Longing to Return: Summer 2021

Longing to Return: Summer 2021

I still know the address. 232 Alexander Blvd in Elmhurst, Illinois. It’s the address of the first house I lived in—from the time I was born until I was in second grade, when we moved to a neighboring suburb.

I remember the house fondly, but even if I ever wanted to return to visit it, I wouldn’t be able to. The house was on the campus of the college where my dad taught, and some years after we moved, it was torn down to make room for new campus buildings.

It’s strange: I can still look the address up on Google maps, and the little red location mark points to exactly where the house should be. But there isn’t anything there. All that’s left is a memory of it.
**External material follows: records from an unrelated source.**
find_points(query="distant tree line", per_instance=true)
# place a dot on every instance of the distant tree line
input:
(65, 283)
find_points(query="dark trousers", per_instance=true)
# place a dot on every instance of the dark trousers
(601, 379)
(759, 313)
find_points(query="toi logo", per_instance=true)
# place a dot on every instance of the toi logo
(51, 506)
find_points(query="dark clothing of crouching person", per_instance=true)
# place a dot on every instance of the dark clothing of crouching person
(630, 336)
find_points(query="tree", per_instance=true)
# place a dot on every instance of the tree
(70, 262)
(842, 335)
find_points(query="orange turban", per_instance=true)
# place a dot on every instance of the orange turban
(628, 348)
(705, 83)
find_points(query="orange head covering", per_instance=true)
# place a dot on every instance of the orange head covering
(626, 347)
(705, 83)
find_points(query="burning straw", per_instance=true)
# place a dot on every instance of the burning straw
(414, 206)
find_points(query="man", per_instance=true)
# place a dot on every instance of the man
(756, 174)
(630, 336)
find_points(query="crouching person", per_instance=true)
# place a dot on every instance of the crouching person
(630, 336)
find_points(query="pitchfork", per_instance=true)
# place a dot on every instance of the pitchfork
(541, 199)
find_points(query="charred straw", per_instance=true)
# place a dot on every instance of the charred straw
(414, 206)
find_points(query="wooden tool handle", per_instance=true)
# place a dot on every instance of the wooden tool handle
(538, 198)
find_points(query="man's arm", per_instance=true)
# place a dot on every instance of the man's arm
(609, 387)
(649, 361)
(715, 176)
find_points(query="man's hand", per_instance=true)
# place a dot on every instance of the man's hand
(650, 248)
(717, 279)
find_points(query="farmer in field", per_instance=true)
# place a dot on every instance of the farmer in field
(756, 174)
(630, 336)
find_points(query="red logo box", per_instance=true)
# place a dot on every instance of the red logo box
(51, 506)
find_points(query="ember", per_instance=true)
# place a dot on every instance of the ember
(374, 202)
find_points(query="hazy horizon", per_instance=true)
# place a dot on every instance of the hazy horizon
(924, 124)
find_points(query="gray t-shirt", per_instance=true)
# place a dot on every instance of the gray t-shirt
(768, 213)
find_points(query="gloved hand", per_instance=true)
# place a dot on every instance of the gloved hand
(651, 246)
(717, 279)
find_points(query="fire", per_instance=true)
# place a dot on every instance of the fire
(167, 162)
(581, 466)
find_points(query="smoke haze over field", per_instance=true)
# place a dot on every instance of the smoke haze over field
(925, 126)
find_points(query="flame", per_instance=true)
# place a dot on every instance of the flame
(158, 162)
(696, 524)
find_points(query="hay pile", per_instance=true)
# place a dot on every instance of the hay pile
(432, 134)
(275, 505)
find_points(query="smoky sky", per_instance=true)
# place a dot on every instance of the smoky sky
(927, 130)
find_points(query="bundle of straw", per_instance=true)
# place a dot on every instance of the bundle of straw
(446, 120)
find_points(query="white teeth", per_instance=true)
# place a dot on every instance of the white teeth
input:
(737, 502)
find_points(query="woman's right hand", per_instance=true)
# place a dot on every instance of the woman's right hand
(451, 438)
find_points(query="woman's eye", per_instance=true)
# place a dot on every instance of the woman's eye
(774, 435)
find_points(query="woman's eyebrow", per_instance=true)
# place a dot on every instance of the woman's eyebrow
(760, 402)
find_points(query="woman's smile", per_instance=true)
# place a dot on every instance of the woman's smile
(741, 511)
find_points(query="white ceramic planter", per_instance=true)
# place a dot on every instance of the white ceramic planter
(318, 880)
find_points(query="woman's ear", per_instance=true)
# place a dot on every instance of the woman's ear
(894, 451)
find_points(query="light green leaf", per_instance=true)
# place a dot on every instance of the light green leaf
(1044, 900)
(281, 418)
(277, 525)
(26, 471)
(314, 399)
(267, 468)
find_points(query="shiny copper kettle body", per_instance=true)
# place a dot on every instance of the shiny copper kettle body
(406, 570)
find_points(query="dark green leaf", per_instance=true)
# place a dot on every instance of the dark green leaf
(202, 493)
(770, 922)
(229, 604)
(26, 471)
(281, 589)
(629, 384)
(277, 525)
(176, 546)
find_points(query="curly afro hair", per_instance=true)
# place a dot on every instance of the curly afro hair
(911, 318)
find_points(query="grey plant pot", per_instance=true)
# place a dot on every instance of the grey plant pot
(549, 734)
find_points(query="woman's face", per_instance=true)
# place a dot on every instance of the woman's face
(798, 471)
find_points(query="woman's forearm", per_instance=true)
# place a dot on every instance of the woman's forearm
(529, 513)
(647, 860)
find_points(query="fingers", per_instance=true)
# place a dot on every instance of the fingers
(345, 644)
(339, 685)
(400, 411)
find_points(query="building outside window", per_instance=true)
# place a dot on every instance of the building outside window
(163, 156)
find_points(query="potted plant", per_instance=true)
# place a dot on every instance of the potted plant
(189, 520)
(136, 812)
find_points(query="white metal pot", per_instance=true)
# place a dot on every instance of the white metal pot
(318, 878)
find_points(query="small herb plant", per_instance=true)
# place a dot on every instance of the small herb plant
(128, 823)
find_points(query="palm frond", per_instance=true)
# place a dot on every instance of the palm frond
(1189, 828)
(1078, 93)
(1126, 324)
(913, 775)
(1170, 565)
In some ways, you could say something very similar about our first—and true—home as Christians. That home, of course, was the Garden of Eden, and ever since we were kicked out of it, we’ve never been able to find our way back. It isn’t there anymore. Despite that, we all have—somewhere deep in the fiber of our being—a distant memory of it. And not just a memory of it, but a desire to go back to it.

This is a theme throughout scripture—this sense of displacement, this sense of homesickness, this longing to return. And yet, we also recognize and understand that—like that first home of mine, which no longer exists, or the Garden of Eden, from which we’ve been banished forever—there are some places to which we can no longer return.

This should not surprise us as Christians. After all, we trust and believe and hope that our true home is not behind us—somewhere we can no longer visit—but instead is still ahead of us.

Novelist Madeleine L’Engle writes beautifully about this: “Where is the home for which we are so homesick” she asks? “It is something that is still to come; it is that toward which all Creation is groaning in travail. It is the kingdom of God that will be ready when Christ comes again. We are homesick not so much for something that was, and was lost, as for something that will be, and is to be found.”

We are, it is true, currently experiencing a time of return. But it isn’t a return to “normal”—whatever that even means any more. And it isn’t a return to our idealized view of the past. Instead, it is a return to a world that has changed following the events of this past year.

Some places in that world—like the house I grew up in—may not be there anymore. But maybe that’s ok. After all, as L’Engle reminds us, the home we’re longing for was never in the past anyway. With you, I’m looking forward to following where God leads us as we return to our new home, in the future.